|
Books Index
Chapter 2: Collections
By Cay S. Horstmann and Gary Cornell
Array Lists
In the preceding section, you saw the List interface and the
LinkedList class
that implements it. The List interface describes an ordered collection in
which the position of elements matters. There are two protocols for visiting
the elements: through an iterator and by random access with methods get and s
et. The latter are not appropriate for linked lists, but of course they make a
lot of sense for arrays. The collections library supplies an ArrayList
class
that implements the List interface. An ArrayList is
similar to a Vector: it
encapsulates a dynamically reallocated Object[] array.

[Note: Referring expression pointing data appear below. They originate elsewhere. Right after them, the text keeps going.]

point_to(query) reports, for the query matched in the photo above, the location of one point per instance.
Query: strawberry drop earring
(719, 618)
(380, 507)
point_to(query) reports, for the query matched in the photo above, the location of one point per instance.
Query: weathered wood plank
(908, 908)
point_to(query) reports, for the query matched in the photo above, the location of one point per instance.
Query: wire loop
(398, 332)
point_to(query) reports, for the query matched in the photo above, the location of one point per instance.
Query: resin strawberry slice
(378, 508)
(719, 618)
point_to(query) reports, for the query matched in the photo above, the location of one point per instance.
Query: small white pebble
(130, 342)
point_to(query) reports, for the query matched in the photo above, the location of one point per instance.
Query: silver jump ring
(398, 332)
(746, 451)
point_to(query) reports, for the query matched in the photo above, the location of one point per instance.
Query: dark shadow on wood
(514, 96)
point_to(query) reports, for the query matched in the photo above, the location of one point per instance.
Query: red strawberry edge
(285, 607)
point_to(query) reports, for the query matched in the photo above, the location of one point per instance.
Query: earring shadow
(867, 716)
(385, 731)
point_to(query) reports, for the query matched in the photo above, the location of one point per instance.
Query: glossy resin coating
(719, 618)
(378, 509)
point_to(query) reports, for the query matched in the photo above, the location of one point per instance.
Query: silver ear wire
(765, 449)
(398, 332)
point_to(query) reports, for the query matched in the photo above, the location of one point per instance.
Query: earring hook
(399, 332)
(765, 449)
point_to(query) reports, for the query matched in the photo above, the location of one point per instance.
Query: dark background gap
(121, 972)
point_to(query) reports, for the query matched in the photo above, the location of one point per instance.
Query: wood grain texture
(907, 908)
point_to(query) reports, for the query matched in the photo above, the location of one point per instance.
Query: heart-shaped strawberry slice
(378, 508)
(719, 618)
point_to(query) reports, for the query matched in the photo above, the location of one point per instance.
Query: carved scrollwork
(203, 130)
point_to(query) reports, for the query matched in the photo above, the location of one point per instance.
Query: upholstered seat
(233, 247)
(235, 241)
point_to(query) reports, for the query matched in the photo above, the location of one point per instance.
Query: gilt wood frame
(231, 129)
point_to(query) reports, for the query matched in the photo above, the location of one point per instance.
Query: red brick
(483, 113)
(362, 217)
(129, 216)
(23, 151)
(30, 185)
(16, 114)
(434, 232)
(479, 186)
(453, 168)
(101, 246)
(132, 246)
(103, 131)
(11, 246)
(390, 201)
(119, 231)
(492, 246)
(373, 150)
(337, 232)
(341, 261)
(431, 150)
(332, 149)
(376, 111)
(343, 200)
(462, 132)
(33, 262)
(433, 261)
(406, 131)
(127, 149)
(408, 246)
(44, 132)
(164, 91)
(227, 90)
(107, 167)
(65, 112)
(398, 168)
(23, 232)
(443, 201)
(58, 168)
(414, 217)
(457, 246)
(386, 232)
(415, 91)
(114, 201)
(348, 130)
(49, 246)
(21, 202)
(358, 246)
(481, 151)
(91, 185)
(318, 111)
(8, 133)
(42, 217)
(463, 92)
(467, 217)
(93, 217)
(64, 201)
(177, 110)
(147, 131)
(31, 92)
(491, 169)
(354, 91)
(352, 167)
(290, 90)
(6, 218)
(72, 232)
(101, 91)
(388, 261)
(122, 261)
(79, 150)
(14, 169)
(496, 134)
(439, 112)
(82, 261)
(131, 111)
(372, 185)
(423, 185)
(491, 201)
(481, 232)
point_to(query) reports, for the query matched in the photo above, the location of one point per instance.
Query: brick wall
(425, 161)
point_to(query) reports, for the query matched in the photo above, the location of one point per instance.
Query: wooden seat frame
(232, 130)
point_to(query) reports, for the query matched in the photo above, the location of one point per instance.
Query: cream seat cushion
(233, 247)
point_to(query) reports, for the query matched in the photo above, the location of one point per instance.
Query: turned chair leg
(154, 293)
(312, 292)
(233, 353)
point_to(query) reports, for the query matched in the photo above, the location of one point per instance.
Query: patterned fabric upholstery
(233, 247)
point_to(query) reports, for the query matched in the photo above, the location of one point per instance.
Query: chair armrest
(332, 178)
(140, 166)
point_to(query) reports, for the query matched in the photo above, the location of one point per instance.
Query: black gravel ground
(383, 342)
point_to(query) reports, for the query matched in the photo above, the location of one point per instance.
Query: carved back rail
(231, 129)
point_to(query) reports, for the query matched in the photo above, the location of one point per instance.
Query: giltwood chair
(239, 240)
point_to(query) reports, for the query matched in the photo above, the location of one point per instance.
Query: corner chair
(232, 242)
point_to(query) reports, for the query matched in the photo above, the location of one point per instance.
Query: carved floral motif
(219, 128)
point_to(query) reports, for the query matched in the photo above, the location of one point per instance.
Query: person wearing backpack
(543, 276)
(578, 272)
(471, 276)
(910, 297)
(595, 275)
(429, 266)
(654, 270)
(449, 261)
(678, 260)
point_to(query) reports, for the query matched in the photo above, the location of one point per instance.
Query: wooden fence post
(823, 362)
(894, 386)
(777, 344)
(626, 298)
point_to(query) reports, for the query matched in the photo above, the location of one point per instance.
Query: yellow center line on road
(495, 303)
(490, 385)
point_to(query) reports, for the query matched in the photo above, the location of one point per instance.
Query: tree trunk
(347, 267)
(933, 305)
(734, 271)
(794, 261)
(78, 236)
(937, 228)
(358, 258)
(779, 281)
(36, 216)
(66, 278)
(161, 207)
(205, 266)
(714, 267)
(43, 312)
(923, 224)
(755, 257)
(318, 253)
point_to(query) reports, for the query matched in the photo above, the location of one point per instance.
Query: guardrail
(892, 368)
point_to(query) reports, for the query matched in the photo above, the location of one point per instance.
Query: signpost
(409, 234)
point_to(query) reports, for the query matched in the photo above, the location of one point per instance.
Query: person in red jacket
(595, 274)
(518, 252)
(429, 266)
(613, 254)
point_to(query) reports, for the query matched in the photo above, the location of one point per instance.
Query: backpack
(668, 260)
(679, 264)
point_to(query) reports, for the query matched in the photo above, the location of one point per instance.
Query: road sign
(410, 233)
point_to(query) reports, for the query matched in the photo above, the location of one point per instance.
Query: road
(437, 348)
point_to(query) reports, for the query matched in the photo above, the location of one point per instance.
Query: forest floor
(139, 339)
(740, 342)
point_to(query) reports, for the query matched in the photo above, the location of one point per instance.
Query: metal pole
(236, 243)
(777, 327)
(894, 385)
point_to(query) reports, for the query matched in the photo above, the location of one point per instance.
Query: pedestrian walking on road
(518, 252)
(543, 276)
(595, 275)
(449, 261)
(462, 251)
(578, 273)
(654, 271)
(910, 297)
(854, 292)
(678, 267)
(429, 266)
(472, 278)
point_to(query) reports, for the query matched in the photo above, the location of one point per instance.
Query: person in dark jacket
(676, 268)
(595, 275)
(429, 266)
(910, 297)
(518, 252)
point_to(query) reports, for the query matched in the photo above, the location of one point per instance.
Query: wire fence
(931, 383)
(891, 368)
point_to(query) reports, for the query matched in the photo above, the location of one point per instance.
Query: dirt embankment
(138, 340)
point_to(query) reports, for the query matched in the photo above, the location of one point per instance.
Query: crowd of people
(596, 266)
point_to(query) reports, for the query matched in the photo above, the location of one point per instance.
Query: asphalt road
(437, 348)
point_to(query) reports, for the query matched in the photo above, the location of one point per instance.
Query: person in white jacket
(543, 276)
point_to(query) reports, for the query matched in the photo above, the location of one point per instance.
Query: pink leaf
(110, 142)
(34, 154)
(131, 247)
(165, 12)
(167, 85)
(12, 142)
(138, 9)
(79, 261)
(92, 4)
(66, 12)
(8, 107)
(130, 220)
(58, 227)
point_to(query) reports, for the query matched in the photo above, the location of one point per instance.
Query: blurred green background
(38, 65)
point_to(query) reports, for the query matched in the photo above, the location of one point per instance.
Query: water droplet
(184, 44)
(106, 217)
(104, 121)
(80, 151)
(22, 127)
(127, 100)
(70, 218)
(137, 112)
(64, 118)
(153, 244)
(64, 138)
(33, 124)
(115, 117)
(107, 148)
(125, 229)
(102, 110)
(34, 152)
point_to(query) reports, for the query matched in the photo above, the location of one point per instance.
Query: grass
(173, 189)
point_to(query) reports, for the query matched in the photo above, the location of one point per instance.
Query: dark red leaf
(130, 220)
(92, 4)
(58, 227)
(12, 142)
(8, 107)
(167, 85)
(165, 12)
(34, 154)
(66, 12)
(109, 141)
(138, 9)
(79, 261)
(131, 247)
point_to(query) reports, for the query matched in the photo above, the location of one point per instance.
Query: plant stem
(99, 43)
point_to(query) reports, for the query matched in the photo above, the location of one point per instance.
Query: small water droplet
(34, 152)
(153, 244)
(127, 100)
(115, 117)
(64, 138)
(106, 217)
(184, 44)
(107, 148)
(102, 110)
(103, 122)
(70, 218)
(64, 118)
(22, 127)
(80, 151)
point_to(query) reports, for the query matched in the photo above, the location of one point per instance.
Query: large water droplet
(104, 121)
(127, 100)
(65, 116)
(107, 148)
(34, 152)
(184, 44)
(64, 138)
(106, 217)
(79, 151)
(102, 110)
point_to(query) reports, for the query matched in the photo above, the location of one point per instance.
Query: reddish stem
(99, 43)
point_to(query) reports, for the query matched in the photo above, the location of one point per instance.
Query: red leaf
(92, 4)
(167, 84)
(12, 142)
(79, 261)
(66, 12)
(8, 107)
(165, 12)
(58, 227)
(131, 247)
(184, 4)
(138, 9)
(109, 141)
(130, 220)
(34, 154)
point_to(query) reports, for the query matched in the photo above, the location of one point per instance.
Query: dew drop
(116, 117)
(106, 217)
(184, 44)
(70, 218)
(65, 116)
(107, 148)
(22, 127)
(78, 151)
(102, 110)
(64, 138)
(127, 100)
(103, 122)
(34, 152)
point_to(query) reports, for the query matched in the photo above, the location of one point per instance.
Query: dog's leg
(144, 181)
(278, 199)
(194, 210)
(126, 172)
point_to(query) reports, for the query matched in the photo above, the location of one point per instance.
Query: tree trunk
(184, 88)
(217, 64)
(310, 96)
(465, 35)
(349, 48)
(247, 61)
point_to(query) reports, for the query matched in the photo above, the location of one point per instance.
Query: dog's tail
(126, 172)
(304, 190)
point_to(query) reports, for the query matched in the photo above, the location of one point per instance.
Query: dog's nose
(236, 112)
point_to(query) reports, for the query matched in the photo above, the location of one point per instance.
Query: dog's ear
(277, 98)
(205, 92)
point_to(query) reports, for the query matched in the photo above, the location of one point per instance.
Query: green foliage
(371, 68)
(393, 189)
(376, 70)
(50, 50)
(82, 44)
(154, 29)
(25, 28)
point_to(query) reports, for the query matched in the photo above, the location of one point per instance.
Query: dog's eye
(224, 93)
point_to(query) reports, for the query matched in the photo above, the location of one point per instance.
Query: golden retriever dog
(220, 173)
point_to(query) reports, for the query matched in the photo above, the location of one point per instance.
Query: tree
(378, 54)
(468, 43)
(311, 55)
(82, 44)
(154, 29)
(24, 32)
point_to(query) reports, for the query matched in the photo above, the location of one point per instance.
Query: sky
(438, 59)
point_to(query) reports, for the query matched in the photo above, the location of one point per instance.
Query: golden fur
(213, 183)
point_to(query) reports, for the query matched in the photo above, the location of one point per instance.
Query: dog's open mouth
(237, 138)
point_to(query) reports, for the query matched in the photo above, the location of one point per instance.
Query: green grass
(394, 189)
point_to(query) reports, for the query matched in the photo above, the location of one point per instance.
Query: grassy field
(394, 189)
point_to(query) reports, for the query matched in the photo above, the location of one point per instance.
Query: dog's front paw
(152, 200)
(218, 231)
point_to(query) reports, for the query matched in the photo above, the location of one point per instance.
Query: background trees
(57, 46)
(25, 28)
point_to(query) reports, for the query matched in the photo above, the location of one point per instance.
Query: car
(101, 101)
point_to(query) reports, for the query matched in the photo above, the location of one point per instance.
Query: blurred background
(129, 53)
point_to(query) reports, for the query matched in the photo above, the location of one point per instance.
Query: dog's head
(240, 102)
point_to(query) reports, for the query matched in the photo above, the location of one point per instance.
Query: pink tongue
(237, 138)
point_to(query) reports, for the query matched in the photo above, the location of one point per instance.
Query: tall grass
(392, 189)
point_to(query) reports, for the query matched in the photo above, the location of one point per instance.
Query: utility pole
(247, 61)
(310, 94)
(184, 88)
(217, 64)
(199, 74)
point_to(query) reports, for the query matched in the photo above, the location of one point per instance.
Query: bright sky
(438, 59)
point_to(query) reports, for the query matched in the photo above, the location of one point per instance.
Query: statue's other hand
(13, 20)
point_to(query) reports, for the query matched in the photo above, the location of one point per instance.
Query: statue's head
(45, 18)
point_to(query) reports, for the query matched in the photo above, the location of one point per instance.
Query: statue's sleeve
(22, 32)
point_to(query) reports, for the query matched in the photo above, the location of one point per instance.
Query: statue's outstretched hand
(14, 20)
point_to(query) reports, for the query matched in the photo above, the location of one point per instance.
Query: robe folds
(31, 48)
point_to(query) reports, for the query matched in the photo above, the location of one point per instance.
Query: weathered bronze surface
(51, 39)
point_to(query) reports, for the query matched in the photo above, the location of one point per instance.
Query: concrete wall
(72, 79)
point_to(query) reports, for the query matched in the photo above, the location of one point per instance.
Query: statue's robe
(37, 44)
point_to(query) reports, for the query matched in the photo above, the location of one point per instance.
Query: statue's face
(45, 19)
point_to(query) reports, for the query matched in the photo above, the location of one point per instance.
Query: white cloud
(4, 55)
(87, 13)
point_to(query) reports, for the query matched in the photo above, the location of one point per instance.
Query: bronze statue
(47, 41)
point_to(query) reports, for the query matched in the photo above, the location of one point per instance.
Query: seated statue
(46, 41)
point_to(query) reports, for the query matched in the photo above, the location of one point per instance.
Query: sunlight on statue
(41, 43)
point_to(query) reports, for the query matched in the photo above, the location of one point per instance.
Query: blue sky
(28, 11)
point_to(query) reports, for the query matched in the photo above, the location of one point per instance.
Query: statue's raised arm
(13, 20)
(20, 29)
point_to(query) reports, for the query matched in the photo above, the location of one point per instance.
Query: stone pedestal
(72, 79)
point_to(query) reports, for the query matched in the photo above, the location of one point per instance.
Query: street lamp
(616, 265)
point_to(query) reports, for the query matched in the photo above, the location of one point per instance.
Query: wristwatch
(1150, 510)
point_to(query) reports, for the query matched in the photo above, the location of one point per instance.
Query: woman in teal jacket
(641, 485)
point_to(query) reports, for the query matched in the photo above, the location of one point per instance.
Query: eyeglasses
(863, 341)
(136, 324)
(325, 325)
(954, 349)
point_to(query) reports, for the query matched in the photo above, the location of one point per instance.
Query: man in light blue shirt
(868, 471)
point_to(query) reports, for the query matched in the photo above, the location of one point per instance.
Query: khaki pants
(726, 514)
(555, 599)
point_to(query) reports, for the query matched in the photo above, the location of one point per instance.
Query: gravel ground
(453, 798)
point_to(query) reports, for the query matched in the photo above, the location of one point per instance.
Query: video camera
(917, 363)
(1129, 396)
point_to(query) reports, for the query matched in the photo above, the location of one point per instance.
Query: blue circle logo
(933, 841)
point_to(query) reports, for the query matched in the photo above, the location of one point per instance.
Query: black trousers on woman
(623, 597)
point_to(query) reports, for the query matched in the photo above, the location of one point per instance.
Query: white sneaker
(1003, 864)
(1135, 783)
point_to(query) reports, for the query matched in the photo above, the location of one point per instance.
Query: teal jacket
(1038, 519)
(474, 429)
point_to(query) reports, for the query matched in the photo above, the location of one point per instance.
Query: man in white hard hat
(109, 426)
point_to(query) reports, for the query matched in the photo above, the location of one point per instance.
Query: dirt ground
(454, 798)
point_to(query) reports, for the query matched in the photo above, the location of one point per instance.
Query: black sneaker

Why use an ArrayList instead of a Vector? There is
one simple reason. All
methods of the Vector class are synchronized. It is safe to
access a Vector
object from two threads. But if you only access a vector from a single
thread--by far the more common case--your code wastes quite a bit of time
with synchronization. In contrast, the ArrayList methods are not synchronized.
We recommend that you use an ArrayList instead of a
Vector whenever you don't
need synchronization.
Using an ArrayList is as simple as using a Vector.
Just keep in mind that you
need to use the short method names get and set instead of the elementAt and
setElementAt methods.
Hash Sets
Linked lists and arrays let you specify in which order you want to arrange
the elements. However, if you are looking for a particular element and you
don't remember its position, then you need to visit all elements until you
find a match. That can be time-consuming if the collection contains many
elements. If you don't care about the ordering of the elements, then there
are data structures that let you find elements much faster. The drawback is
that those data structures give you no control over the order in which the
elements appear. The data structures organize the elements in an order that
is convenient for their own purposes.
A well-known data structure for finding objects quickly is the hash table.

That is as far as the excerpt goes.